Over the last several years, tools for monitoring employee productivity and tracking remote activity have become more common among businesses—with 79% of companies not already using these tools expected to implement them in the next three years. Technology company 1E released results from its Employee Surveillance Survey that sheds light on the ongoing debate about employee monitoring tools—showing that these tools are better left behind.
Though most employees surveyed already work for companies that use productivity surveillance technology, 73% of IT managers revealed they wouldn't be comfortable instructing their staff to deploy it—especially if the company is not being fully transparent. Further, more than a quarter of IT managers indicate an uptick in employees quitting (28%) and difficulty hiring new employees (27%) when these tools are in use.
1E’s Employee Surveillance Survey reveals the realities behind how employees feel about using employee productivity surveillance technology (EPST) and how such tools drastically change workplace dynamics. The report draws from a survey of 1,000 respondents—500 IT managers and 500 non-manager IT workers in the U.S.
“Even before conducting this survey, we understood that workplace surveillance is a controversial topic among employees and leaders alike. However, research—both ours and previous—shows that this tactic does far more harm to culture and reputation than good,” said Mark Banfield, CEO of 1E. “In today’s environment, employees require a certain level of trust from their employers. Deploying these surveillance tools negates confidence in leadership and puts IT managers in an unfair position, all for productivity theater. There are better ways to spark productivity that should be explored before turning to surveillance tools.”

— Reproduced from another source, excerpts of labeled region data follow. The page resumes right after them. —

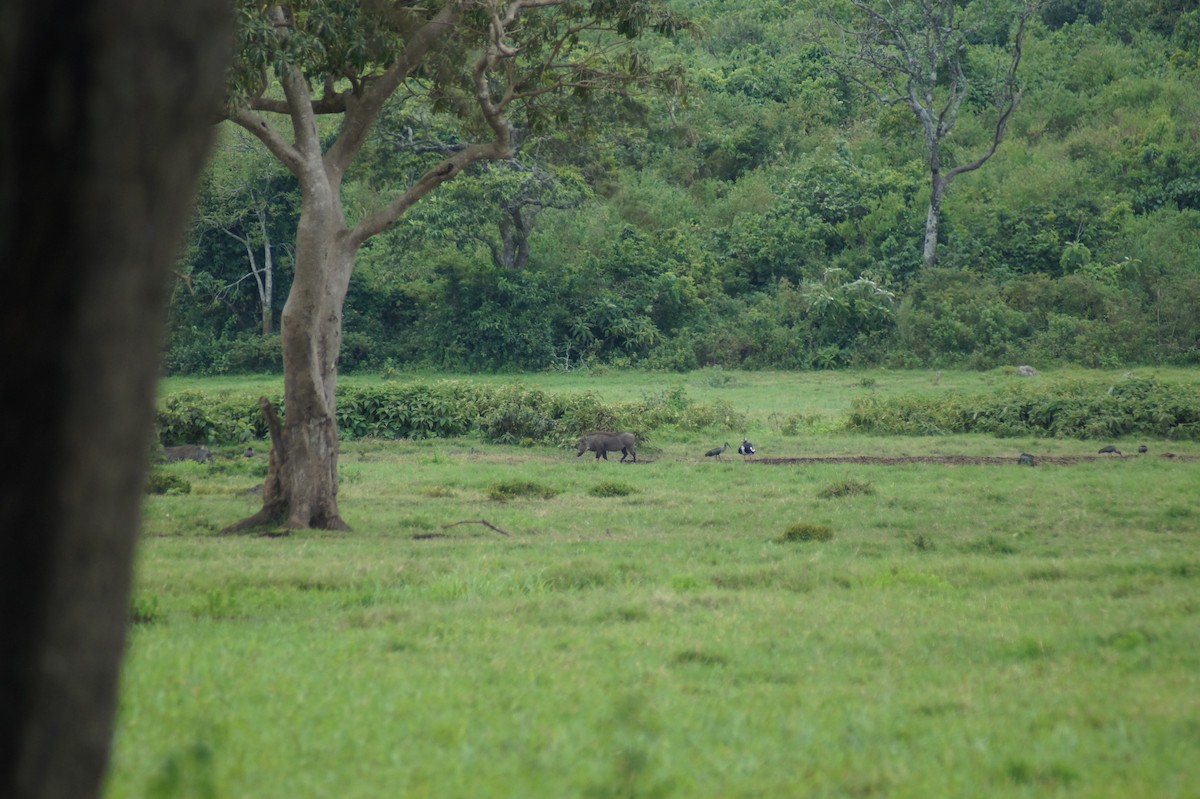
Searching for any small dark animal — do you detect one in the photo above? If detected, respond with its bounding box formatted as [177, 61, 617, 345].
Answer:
[704, 441, 730, 461]
[162, 444, 212, 463]
[575, 431, 637, 462]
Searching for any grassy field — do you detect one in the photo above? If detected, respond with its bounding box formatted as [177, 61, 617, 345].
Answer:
[107, 371, 1200, 799]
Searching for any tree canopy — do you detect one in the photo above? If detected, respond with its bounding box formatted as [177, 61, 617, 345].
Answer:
[167, 0, 1200, 372]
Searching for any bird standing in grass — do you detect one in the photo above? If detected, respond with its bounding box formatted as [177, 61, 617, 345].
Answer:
[704, 441, 730, 461]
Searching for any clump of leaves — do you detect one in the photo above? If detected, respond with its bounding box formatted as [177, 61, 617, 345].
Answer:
[487, 480, 558, 503]
[779, 522, 833, 543]
[146, 470, 192, 495]
[817, 477, 875, 499]
[588, 480, 640, 497]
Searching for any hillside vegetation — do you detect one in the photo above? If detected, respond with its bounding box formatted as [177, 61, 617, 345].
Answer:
[174, 0, 1200, 374]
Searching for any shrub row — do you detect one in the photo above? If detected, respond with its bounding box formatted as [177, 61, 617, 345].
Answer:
[845, 378, 1200, 440]
[157, 380, 745, 446]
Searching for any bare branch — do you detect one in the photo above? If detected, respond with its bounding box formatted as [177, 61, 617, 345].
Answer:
[442, 518, 512, 536]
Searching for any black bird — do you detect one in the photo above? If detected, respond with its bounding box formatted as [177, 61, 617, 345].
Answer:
[704, 441, 730, 461]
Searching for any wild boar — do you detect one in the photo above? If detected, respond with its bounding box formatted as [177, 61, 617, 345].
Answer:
[575, 431, 637, 462]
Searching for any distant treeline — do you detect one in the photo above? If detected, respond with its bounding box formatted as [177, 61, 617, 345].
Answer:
[157, 380, 745, 446]
[164, 0, 1200, 374]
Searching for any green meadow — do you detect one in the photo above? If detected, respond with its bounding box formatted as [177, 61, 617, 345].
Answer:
[114, 371, 1200, 799]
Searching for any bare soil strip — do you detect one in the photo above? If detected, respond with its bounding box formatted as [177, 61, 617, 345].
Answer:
[752, 452, 1196, 465]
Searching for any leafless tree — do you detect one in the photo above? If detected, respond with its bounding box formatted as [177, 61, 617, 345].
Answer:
[823, 0, 1040, 266]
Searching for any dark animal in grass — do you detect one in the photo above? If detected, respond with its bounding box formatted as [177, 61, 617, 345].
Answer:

In today’s competitive job market, it’s more important than ever for business leaders to understand how IT teams will react to deploying surveillance tools. With more than half of IT workers (52%) acknowledging they would turn down an otherwise desirable position if they knew the company used employee productivity surveillance technology—the new data should provoke pause from business leaders. Of those who are not currently at a company using productivity surveillance technology, three-quarters of IT workers say requiring them to deploy it to track other employees would negatively impact their willingness to remain in their current position. In fact, 30% would begin actively applying for different jobs, and three percent would immediately quit. Furthermore, 2 in 5 IT workers say it would make them more open to other offers, making them an easy target for recruiters actively seeking to fill their open IT positions.

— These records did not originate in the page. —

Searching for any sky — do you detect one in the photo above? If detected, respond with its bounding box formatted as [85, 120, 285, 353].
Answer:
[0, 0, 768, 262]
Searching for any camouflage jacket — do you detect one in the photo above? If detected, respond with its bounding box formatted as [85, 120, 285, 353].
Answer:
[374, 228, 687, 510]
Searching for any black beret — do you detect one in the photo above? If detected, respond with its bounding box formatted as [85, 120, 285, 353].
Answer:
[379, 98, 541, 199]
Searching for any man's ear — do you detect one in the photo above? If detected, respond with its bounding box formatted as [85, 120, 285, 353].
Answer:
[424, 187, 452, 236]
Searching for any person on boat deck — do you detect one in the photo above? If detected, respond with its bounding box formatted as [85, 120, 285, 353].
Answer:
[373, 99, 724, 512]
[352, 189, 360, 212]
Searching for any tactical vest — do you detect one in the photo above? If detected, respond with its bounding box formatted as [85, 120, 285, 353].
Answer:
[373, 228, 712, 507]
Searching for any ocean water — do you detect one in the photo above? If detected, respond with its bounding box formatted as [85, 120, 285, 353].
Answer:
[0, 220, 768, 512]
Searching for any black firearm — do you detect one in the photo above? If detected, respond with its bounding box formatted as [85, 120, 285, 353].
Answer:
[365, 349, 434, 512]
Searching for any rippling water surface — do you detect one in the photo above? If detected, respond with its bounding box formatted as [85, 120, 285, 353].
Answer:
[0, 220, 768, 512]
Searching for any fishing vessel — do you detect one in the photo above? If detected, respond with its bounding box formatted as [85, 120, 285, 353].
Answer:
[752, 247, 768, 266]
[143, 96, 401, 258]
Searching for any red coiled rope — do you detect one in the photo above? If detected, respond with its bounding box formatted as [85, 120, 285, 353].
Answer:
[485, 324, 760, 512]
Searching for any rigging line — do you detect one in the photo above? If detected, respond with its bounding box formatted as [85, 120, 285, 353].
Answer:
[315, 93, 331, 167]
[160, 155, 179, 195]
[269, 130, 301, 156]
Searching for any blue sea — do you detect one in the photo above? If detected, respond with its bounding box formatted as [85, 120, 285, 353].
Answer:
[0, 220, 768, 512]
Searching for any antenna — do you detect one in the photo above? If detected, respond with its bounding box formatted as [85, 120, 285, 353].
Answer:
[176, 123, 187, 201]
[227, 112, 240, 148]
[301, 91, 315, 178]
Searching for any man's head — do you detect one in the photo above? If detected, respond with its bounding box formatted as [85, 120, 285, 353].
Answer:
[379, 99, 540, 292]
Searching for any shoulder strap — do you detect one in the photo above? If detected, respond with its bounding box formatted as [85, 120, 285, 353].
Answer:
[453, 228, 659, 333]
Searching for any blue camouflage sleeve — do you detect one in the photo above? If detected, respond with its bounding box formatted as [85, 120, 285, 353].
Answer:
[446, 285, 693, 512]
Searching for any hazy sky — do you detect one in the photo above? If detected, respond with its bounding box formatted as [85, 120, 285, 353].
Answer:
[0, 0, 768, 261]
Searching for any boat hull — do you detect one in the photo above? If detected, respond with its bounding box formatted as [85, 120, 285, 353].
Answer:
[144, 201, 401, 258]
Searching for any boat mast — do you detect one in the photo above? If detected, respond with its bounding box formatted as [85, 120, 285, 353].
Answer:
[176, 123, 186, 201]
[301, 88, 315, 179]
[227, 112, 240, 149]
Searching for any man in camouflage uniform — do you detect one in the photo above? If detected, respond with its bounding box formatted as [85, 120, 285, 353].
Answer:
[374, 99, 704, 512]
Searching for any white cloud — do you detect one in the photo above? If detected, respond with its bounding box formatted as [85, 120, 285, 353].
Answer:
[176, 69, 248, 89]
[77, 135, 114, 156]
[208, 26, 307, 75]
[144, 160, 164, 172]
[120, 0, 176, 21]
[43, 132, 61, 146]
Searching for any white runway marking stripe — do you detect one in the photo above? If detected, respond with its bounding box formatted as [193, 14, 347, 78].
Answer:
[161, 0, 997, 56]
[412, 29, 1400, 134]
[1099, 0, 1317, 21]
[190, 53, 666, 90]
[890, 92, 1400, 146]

Productivity surveillance technology puts managers in a tough spot and forces them to decide if it is morally right to monitor colleagues' work. Most IT managers wouldn’t force their staff to deploy the technology if they refused, and many would raise their concerns with senior leadership. What’s more alarming, once surveillance technology is deployed, IT workers have a strong desire to defy company policy to inform colleagues about it—72% would even help coworkers find workarounds—which creates another hoop for managers to work through. With a third of IT managers viewing the technology as an invasion of privacy, the pushback will continue until leaders stop putting their mid-level leaders in sticky situations.

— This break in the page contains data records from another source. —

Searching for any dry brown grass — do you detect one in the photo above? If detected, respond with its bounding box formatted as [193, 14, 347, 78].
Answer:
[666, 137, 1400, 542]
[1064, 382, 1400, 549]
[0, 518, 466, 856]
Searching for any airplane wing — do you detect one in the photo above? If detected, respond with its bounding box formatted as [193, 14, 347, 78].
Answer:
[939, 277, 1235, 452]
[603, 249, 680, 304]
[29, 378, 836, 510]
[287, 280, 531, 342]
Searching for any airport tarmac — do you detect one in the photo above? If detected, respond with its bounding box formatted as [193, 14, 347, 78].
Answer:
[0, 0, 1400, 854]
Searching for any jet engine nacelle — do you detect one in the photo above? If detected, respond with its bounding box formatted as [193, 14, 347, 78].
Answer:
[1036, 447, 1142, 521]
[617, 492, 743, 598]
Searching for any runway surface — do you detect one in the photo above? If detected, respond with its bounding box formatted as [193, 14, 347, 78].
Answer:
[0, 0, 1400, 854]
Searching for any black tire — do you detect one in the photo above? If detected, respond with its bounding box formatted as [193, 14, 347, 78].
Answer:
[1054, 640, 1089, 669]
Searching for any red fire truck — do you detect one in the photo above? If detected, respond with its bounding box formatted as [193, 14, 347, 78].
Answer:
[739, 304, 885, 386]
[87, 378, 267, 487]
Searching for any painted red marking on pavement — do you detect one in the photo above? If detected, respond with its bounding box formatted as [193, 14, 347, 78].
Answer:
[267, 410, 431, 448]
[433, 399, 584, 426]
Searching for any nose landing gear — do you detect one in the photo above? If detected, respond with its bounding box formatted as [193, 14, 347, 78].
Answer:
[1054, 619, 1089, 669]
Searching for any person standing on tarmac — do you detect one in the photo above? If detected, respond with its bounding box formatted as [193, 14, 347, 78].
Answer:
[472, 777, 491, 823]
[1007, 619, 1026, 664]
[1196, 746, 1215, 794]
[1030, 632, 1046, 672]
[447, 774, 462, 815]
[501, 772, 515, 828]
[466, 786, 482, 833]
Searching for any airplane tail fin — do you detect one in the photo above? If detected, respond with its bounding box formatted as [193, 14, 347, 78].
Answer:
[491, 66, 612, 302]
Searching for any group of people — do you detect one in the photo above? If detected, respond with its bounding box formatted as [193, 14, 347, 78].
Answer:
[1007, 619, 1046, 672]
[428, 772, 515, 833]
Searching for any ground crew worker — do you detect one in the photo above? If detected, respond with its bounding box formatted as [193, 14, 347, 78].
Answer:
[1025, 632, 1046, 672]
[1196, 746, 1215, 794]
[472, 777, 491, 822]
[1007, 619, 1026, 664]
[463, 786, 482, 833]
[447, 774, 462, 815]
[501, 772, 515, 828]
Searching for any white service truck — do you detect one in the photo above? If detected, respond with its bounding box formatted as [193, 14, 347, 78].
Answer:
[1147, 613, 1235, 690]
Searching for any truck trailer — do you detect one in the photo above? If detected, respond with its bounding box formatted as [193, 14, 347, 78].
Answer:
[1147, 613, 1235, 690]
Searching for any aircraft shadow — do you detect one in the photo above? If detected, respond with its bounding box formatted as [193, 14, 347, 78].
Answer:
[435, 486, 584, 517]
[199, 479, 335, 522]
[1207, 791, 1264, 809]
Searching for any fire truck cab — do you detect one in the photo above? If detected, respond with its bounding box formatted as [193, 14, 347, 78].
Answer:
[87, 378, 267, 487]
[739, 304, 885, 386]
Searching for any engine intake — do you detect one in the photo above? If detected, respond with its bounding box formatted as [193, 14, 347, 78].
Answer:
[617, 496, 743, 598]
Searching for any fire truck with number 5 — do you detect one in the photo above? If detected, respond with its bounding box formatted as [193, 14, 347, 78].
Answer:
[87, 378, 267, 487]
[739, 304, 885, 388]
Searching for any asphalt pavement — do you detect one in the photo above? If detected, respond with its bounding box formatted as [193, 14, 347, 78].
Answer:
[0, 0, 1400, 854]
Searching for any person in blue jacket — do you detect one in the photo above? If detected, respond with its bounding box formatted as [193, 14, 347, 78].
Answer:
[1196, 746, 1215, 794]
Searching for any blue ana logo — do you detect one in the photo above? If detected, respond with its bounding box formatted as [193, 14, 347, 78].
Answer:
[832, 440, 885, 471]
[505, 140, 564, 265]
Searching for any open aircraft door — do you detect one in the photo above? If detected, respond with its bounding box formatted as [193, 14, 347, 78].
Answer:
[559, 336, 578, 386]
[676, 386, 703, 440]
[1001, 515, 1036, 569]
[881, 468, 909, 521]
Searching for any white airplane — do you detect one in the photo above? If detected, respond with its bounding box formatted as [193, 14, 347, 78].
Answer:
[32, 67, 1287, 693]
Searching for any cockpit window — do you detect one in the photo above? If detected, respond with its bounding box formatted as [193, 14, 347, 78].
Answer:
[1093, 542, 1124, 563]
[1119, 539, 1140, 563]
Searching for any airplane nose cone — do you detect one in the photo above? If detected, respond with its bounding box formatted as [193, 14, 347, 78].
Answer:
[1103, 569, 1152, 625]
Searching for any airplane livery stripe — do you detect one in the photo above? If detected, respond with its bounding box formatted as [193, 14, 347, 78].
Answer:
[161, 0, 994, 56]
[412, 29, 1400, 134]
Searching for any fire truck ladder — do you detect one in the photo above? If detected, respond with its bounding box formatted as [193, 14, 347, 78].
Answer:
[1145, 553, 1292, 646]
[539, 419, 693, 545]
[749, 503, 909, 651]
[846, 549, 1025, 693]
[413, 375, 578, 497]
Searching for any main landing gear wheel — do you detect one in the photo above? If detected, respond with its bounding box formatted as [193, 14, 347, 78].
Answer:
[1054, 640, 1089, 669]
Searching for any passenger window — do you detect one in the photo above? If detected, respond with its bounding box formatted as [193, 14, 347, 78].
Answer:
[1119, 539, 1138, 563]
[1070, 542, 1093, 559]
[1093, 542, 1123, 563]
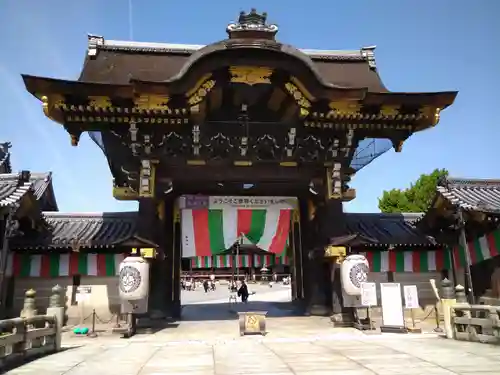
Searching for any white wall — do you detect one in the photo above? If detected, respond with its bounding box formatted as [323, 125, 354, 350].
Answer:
[13, 276, 120, 324]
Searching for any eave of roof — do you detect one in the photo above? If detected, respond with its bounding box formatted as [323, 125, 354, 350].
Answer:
[0, 142, 12, 173]
[0, 172, 52, 207]
[436, 177, 500, 215]
[11, 212, 137, 250]
[88, 35, 376, 61]
[12, 212, 436, 250]
[346, 213, 438, 247]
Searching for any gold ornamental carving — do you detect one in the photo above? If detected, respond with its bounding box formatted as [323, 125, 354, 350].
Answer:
[380, 105, 401, 117]
[188, 79, 215, 107]
[285, 82, 311, 117]
[325, 245, 347, 258]
[328, 101, 361, 116]
[420, 106, 441, 126]
[229, 66, 273, 86]
[134, 95, 170, 111]
[89, 96, 113, 108]
[113, 186, 139, 201]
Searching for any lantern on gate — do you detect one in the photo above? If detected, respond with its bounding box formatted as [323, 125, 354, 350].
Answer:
[340, 254, 370, 296]
[118, 257, 149, 301]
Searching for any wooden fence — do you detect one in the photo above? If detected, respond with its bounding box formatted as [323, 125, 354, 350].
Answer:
[0, 315, 61, 368]
[451, 303, 500, 345]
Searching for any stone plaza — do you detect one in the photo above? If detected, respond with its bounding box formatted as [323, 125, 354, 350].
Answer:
[2, 288, 500, 375]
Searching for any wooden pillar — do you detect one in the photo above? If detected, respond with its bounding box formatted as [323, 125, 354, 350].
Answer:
[298, 197, 314, 310]
[159, 195, 175, 316]
[172, 198, 182, 319]
[319, 199, 354, 326]
[290, 207, 304, 300]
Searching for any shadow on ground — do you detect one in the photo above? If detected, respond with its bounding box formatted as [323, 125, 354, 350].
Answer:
[182, 301, 303, 321]
[0, 345, 81, 374]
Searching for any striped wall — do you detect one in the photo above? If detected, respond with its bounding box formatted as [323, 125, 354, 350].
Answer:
[7, 253, 125, 277]
[364, 249, 451, 272]
[190, 254, 290, 268]
[452, 229, 500, 268]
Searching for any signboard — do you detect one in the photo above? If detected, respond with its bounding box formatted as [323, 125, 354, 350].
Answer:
[208, 196, 297, 210]
[76, 285, 92, 302]
[179, 195, 209, 210]
[403, 285, 420, 309]
[380, 283, 405, 327]
[238, 311, 267, 336]
[342, 288, 364, 308]
[361, 283, 378, 307]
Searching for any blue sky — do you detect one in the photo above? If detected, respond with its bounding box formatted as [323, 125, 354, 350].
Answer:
[0, 0, 500, 212]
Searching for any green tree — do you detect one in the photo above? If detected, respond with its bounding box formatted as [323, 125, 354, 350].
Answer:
[378, 169, 448, 213]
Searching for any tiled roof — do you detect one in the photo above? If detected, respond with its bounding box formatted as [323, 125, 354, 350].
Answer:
[12, 212, 436, 249]
[79, 35, 388, 92]
[346, 213, 436, 246]
[437, 178, 500, 214]
[11, 212, 137, 249]
[0, 172, 52, 207]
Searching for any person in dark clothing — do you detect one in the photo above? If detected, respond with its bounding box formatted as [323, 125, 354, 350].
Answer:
[238, 281, 249, 303]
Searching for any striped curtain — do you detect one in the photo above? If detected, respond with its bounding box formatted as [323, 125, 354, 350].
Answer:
[7, 253, 125, 277]
[191, 254, 290, 268]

Implementing employee productivity surveillance technology makes most IT workers uneasy—and for good reason. More than a quarter of IT workers (27%) would raise concerns with leadership before complying with a request to deploy such technology and monitor their colleagues, while 5% would outright refuse. Below is a breakdown of how surveillance tools affect workers’ mental health and their feelings toward company culture. Since EPST was implemented at their company:
26% of IT workers saw a decrease in morale
30% of IT workers saw an increase in employee anxiety
28% of IT workers saw faster employee burnout
The data show the deep and complicated feelings IT professionals have about what is, essentially, spying.